In an era when “genetic genies are out of the bottle — with millions of non-native, nursery-bred azaleas planted in Bay country — Joe was not an advocate of punctilious correctness. He believed in making the best of the world in which we find ourselves and preserving what we have left. He not only planted but also lived and worked by that philosophy.
Joe and Louise lived in Fairhaven, in Southern Anne Arundel County, overlooking Herring Bay. But they worked as environmental lobbyists in Washington. Political animals, we called them, for their intensity and ability to speak to all sides on an issue. Not all of Joe’s clients were perfect; some were genies well out of the bottle, interests that Browder could nudge into earth-friendlier directions.
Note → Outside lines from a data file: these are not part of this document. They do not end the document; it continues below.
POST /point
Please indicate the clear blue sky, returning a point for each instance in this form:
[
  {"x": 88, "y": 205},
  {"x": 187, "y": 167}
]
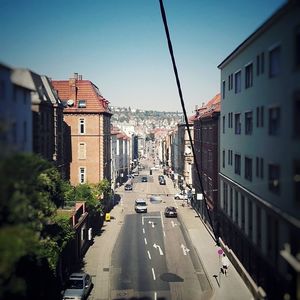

Joe balanced what must be by devoting himself, pro bono, to causes that, if lost, would make our world a far poorer place. In the Florida Everglades, Joe is being recalled as legendary for his success in holding back development.
A former TV reporter in Florida turned advocate, Joe helped secure protections for the threatened Big Cypress Swamp, and he helped add vast swaths of sensitive lands and waters to the National Park system. He was a key player in stopping construction — already under way — of a destructive commercial airport in the Everglades.
In a Miami Herald obituary this week, Nathaniel Reed, a former top Interior Department official, cited Joe’s “incredible energy and determination” that helped bring about an order from then President Richard Nixon to stop funding for the jetport.
Closer to home, in the mid-1990s Joe negotiated between citizen advocates of SACReD — South County Citizens for Responsible Development — and then County Executive John Gary to broker the deal that preserved Franklin Point, Shady Side’s largest tract of undeveloped waterfront land. Franklin Point is now a 477-acre state park, supported by the West/Rhode Riverkeeper so it can be open daily from dawn to dusk.
“We really do need to be careful,” Joe wrote in that reflection for old New Bay Times. “The air in these Fairhaven woods will be as sweet for the people who live here 40 years from now, if the families and communities of the Chesapeake are lucky, and vigilant.”
Joe was vigilant, and we have been lucky — through, in no small part, the work he did to make it so.
Joe and Louise had decades. They lived among azaleas and magnolias, in sight of Chesapeake waters for 35 years. But they did not have decades to lose. Joe Browder died, at home with Louise, in Fairhaven, Sunday, September 18, 2016.